32. The method according to claim 31, wherein said method further comprises (2) reacting a surface with a solution comprising at least one positively and/or negatively charged biologically active ingredient.

33. The method according to claim 31, wherein said surface, before step (1), is a surface coated by a first film (or precursor film) comprising at least one layer pair of cationic polypeptides and anionic polypeptides, said polypeptides presenting only l amino-acid forms, and optionally at least one positively and/or negatively charged biological active ingredient.

34. The method according to claim 31, wherein depositing on a surface alternating layers of polypolypeptides includes dipping, dip-coating, rinsing, dip-rinsing, spraying, inkjet printing, stamping, printing and microcontact printing, wiping, doctor blading or spin coating.

35. The method according to claim 31, wherein depositing on a surface alternating layers of polypolypeptides involves coating and rinsing steps.

36. A coated article obtained by a method according to claim 31.

37. The coated article according to claim 36, wherein the coating comprises a polyelectrolyte multilayer film, wherein said film comprises at least one layer pair of cationic polypeptides and anionic polypeptides and at least one positively and/or negatively charged biological active ingredient, and said cationic polypeptides comprise l and d amino-acid forms and said anionic polypeptides comprise l and d amino-acid forms.
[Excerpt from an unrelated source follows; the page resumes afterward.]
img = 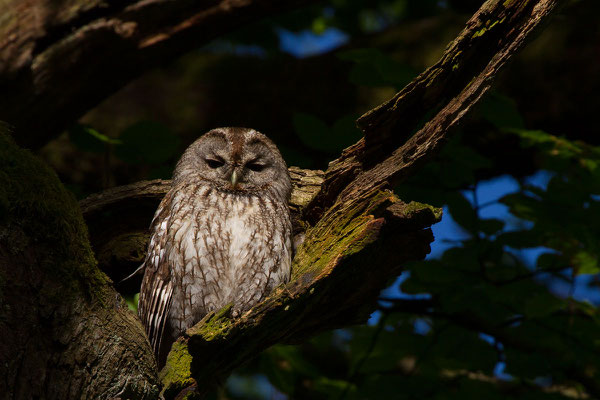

38. The coated article according to claim 36, wherein said article is selected from the group consisting of blood vessel stents, angioplasty balloons, vascular graft tubing, prosthetic blood vessels, vascular shunts, heart valves, artificial heart components, pacemakers, pacemaker electrodes, pacemaker leads, ventricular assist devices, contact lenses, intraocular lenses, sponges for tissue engineering, foams for tissue engineering, matrices for tissue engineering, scaffolds for tissue engineering, biomedical membranes, dialysis membranes, cell-encapsulating membranes, drug delivery reservoirs, drug delivery matrices, drug delivery pumps, catheters, tubing, cosmetic surgery prostheses, orthopedic prostheses, dental prostheses, bone and dental implant, wound dressings, sutures, soft tissue repair meshes, percutaneous devices, diagnostic biosensors, cellular arrays, cellular networks, microfluidic devices, and protein arrays.